April 10, 2018 · 14:50

Jamie Wong, on his Zero Wind blog:

Why do we perceive background-color: #9B51E0 as this particular purple?

This is one of those questions where I thought I’d known the answer for a long time, but as I inspected my understanding, I realized there were pretty significant gaps.

Through an exploration of electromagnetic radiation, optical biology, colorimetry, and display hardware, I hope to start filling in some of these gaps. If you want to skip ahead, here’s the lay of the land we’ll be covering […]

This is a fantastic and informative journey through light and colour — I found myself nodding along to the things I knew and being surprised by the rest. Do set aside at least 15 minutes to get through the whole piece without interruptions.

(via @khron)


How Colour Managment Works on iOS 9.3 →

April 22, 2016 · 12:59

Brandon Chester:

With 9.3 iOS essentially has full support for ColorSync in the same way that OS X does. ColorSync has been Apple’s system for color management for many years now, and it works very well in applications that are built on top of Apple’s frameworks like Quartz, Core Animation, and the entirety of AppKit. It just so happens that basically every iOS application is built on these frameworks, and so the task of building system-wide color management in to iOS was seemingly not a difficult one.

Color management appears to be working quite fine across the entire system and within all apps. The interesting thing is, the sign that color management works is the fact that for almost all content there is absolutely no difference between the new iPad Pro and the iPad Air 2. This is expected, as almost all content on the device will target the sRGB gamut, and so if color management is working it should be mapped into the larger DCI-P3 gamut without issue.

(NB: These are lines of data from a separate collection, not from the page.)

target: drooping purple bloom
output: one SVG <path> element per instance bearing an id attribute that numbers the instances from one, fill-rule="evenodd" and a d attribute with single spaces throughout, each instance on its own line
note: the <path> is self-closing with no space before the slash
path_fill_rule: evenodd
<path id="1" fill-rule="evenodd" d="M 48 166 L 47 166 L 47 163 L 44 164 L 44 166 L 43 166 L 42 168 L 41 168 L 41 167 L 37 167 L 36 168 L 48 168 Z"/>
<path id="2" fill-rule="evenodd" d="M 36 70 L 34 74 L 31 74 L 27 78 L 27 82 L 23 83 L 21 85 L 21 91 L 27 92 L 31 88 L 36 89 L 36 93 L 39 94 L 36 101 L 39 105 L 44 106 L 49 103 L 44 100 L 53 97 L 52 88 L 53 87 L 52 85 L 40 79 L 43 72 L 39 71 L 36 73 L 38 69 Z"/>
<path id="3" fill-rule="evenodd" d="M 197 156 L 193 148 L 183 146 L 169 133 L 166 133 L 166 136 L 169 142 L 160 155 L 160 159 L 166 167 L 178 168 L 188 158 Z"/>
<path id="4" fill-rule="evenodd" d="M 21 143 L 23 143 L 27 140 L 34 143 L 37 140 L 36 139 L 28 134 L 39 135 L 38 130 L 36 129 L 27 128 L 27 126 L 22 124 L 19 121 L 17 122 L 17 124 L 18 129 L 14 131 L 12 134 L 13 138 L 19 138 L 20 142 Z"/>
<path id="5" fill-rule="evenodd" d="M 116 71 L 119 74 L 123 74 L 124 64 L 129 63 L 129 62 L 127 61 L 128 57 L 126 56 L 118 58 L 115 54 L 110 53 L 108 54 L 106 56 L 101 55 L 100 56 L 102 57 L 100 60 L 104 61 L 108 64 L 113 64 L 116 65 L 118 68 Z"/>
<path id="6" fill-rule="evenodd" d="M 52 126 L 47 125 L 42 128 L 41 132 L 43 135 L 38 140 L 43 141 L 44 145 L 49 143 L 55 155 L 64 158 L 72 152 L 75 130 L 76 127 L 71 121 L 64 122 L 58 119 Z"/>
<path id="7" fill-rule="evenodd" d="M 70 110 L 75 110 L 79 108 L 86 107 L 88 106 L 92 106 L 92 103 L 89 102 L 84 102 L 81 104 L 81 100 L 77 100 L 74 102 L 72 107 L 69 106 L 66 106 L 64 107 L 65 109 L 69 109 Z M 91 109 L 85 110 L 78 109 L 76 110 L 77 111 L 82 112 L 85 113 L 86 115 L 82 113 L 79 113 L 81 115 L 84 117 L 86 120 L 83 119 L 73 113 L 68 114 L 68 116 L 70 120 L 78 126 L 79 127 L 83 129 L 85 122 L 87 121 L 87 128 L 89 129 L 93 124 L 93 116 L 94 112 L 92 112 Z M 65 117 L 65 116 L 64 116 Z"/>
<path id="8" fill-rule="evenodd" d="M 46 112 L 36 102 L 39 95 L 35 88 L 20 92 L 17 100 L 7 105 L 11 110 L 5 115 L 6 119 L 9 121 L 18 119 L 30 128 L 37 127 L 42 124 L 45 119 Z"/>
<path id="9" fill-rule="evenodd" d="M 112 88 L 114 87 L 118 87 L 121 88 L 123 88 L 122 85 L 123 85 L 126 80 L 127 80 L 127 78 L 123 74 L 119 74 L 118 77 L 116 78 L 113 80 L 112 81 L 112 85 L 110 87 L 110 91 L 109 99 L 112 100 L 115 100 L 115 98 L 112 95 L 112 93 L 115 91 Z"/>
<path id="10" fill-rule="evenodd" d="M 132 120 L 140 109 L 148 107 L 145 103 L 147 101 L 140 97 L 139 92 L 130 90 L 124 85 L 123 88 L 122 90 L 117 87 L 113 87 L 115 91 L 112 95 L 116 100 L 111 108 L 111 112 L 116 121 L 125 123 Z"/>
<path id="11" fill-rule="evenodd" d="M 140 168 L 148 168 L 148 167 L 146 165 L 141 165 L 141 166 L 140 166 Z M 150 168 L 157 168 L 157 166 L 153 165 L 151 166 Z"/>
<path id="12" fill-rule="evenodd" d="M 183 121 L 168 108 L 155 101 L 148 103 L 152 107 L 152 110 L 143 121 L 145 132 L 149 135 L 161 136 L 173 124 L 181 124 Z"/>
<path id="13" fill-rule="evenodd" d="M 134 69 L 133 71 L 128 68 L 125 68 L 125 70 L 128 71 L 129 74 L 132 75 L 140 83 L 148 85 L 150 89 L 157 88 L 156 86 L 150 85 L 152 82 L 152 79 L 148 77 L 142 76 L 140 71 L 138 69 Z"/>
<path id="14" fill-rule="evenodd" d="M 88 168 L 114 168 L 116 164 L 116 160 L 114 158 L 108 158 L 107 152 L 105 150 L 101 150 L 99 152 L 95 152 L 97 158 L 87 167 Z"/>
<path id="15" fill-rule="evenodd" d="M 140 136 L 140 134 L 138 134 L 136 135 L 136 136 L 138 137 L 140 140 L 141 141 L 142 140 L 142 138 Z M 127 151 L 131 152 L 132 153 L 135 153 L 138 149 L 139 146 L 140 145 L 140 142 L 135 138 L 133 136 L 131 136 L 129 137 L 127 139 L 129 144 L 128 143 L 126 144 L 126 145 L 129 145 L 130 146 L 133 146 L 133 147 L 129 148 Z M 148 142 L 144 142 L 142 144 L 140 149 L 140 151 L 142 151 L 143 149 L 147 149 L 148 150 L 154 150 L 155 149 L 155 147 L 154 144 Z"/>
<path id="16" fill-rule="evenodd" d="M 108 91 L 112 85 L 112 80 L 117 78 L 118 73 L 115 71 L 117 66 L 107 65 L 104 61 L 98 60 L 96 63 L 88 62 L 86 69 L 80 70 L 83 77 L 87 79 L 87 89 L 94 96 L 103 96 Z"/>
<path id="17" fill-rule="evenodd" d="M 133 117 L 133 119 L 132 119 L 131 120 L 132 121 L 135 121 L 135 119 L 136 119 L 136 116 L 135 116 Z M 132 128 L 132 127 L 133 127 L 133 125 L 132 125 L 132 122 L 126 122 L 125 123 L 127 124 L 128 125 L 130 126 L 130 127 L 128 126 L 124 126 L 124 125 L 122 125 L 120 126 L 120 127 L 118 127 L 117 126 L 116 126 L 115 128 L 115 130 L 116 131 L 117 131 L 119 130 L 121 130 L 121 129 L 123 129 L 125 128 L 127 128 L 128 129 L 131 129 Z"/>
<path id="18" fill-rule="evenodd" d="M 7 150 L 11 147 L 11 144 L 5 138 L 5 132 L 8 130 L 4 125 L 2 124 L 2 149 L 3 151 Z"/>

Apple’s own applications interpret untagged content as sRGB, and also properly understand tagged images and videos and display them correctly. Safari also renders CSS colors correctly, which is something that can’t be said for any other browser that I’m aware of. The same is true of all third party apps that I’ve tried, including Dropbox, Google Drive, AVPlayerHD, Animuplyr, among many others. While I had worried that iOS’s lack of color management prior to 9.3 would lead to many problems with accurate images on the 9.7″ iPad Pro, Apple has handled the situation better than I ever expected.

The problem with colour management and gamuts is that many computers, tablets, and smartphones can barely display sRGB properly, which means that putting out images which will fit in DCI-P3 is pointless – 99.9% of the people viewing them will not see the correct image. Unless you’re just using the 9.7″ iPad Pro to display photos to family, clients, etc. This could be solved in a number of ways, but none of them are easy at this point in time, nor do I see them being implemented in the near future. We still have a long way to go unfortunately.

Brandon also details how True Tone works and how it affects colour accuracy — I have Night Shift turned off and I would turn True Tone off too (if my 12.9″ iPad Pro had it), perhaps apart from reading sessions.